Imagine my shock, then, at my last physical, when my doctor told me I had hypothyroidism, common in women over 40. When I got home I looked up the condition on the Internet and found a list of foods to avoid. Kale, which I juiced every morning, tops the list, followed by broccoli, cauliflower, cabbage, Brussels sprouts and collard greens — the cruciferous vegetables I consumed in large quantities because they are thought to prevent cancer, which runs in my family. And flax — as in the seeds — high in omega 3’s, that I sprinkled on cereal and blended in strawberry almond milk smoothies.

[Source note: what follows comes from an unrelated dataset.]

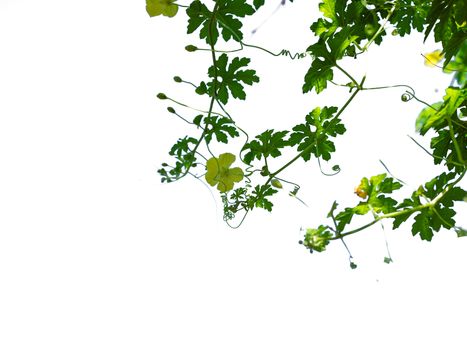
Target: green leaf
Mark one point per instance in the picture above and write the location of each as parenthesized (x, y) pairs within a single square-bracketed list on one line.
[(226, 18), (422, 227), (199, 16), (461, 232), (231, 77), (313, 137), (258, 198), (267, 144), (219, 172), (320, 71), (317, 239), (344, 218), (258, 3), (435, 116), (161, 7), (410, 14), (221, 127)]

Also forbidden: almonds and strawberries, not to mention soy, peaches, peanuts, corn, radishes, rutabaga and spinach.
And then, as if my world was not sufficiently rocked, I went to the dentist, who said I had five cavities and asked if I snacked on candy and sodas all day long. I was insulted. Indignant. What did he take me for? No, I answered. I don’t eat sugar and drink only fresh vegetable juices — no longer kale, of course, but carrot and celery, which I’m still allowed. And filtered water with lemon.
“You’d be better off with chocolate and cola,” he said. Apparently the natural sugars in fruit and vegetable juices can cause decay, and lemon, though high in vitamin C and bioflavonoids which may prevent cancer, had eroded the enamel that protected my teeth.
I argued that I always brushed afterward. “Worst thing you can do,” he said….
My review: The ending ruined it for me. Seems reasonable, interesting, balanced…then, twinkies? I know it’s meant to be cute, but…yes, a lot of this is about moderation, common sense. Drink fruit sugar every day, lemons on your teeth, etc? Get smart. Doesn’t mean we have to give up real food for effing twinkies…which have beef in them (ingredient list here, it’s amazing).
I thought it was fascinating, to be clear, for 90% of it-—there’s a reason it’s #1 on the site.
I don’t care if folks want to eat disgusting yummy food, free country and all that. I just didn’t like that it turned her point from: “you can eat too much of a good thing, be mindful and smart” to “f*ck healthy food, I’m gonna eat crap after 30 years of leading the way” in the minds of many readers. It was a “cute”, weak writer’s moment.